しかし自我が増長するのは、大資産家の家庭だけではありません。

 

先日NHKのクローズアップ現代で、現代型うつ病について放送していました。

会社で上司やお客様さんに怒られると、

仕事がやる気にならなくなり会社に来れなくなってしまうのです。

一般的なうつ病だと何もする気にならず家に篭りがちですが、

現代型うつ病は仕事以外は普通に活動できるのです。

友人たちと飲みに行ったり旅行に行ったりします。

会社にだけ行けないのです。

一般的なうつ病だと自分を責めてしまいます。

しかし、現代型うつ病は他人を責めます。

上司が悪い。

お客が悪い。

同僚が悪い、と。

甘えん坊症候群という名前の方が合っていると思います。

 

現代型うつ病の原因は、その人の幼少期の対人関係とされます。

依存心が大きいまま社会に出るとなりやすいといいます。

人間関係のトラブルを自力で解決できた体験が少ないとなりやすいといいます。

 

番組では同じ患者さんたちが集まって、

グループでお互い話し合うことが効果があると述べていました。

人間関係の経験が少ないのが原因だっただからです。

 

これら二つの話を聞いて思うのは、自我を薄くする体験というのは、

本人にはショックなことであろうということです。

友人に誤解されたり、

友人と仲違いしたり、

上司やお客さんに怒られたり。

しかしそれらの体験を克服して、

何とか生きようとすることで自我を薄くすることができるのです。

そういった体験を通して、

ああ、相手にも相手の立場があるのだなあ。
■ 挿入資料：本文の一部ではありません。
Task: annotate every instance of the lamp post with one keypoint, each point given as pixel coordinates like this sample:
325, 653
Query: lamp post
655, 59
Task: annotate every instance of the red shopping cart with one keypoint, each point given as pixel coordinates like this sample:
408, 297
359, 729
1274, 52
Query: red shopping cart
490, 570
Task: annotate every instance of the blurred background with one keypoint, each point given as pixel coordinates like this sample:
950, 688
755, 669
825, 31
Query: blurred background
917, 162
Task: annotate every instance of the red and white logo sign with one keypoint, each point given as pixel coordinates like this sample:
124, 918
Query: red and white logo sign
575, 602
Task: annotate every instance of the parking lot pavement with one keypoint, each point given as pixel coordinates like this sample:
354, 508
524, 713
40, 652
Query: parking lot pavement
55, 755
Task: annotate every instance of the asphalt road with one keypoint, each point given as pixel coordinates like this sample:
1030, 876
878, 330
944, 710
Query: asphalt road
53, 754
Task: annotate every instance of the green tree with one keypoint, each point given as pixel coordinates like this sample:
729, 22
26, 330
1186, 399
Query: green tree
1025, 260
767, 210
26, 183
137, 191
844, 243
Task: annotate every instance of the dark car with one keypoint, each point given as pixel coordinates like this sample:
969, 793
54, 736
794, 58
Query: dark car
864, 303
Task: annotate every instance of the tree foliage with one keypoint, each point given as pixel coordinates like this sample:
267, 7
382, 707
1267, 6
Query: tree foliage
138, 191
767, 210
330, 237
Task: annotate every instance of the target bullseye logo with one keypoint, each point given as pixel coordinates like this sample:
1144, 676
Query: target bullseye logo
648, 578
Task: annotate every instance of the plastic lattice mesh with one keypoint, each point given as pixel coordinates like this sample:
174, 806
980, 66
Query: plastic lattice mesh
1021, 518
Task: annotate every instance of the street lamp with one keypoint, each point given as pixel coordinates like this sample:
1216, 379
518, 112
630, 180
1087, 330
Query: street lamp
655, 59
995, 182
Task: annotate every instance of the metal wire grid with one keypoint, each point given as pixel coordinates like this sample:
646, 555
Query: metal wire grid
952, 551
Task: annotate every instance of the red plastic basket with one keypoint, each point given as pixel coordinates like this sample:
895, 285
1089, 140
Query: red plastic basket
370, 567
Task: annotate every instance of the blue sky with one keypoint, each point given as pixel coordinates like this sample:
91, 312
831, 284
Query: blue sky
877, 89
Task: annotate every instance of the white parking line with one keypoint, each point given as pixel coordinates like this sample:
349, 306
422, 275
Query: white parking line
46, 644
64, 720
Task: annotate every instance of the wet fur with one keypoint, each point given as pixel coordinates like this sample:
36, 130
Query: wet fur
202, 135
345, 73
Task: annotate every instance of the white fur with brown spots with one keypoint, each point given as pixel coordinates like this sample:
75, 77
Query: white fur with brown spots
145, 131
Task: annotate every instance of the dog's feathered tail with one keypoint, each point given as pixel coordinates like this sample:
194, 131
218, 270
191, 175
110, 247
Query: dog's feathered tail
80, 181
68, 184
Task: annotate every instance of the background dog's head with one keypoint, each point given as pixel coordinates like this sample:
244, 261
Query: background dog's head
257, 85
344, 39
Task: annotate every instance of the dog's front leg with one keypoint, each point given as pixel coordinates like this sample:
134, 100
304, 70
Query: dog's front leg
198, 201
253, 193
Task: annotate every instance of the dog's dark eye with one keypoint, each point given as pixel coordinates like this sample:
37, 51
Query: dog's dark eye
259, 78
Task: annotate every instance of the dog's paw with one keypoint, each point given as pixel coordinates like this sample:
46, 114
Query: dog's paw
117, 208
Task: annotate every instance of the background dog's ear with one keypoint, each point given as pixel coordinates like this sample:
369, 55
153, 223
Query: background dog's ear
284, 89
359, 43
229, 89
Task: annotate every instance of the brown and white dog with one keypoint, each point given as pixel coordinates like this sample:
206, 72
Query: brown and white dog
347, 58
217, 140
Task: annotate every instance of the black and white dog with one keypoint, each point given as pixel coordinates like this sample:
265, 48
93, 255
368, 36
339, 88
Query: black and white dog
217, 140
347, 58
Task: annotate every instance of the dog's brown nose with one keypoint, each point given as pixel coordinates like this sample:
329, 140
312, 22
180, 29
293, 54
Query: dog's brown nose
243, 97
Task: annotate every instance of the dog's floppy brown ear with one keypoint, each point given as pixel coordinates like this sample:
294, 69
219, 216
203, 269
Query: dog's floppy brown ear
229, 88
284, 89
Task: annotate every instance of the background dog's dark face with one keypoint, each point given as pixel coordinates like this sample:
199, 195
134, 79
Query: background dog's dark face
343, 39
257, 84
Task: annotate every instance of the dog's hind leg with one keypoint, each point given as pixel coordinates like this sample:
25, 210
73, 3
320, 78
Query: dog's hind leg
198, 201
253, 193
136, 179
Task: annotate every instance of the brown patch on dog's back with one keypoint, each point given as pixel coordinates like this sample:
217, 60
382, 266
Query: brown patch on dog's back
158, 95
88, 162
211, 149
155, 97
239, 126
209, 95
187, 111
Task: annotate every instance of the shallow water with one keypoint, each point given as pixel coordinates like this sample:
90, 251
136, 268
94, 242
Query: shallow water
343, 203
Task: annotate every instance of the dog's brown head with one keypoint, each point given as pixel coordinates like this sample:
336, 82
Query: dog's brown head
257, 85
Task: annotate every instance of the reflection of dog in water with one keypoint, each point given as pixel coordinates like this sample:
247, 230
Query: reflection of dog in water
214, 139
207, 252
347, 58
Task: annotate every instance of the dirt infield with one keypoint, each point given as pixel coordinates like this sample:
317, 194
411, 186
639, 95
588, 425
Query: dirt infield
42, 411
と「実感」して

理解を深めることができるようになります。

その苦いショックな経験を積み重ねていくしか、

他人の立場をおもんばかるという性質は育ちません。

 

自分の人生が苦しい苦しいという人の話を聞くと、

やはり他人の立場をおもんばかる気持ちが希薄です

他者に対する依存と不満ばかりです。

現実社会の労働とは、洗濯板です。

自我を薄くせざるを得ないようなショックの連続です。

 

自分の生活を守る為に労働を継続する人は立派です。

家族の生活を守る為に労働を継続できる人は更に立派です。

そしてその自分の労働の中で、困っている人に思いやりを持てる人は、更に立派です。

そしてその厳しい生活の中でも、感謝すべきことを見出せる人は、更に立派です。

 

これが宇宙で一番の神業であります。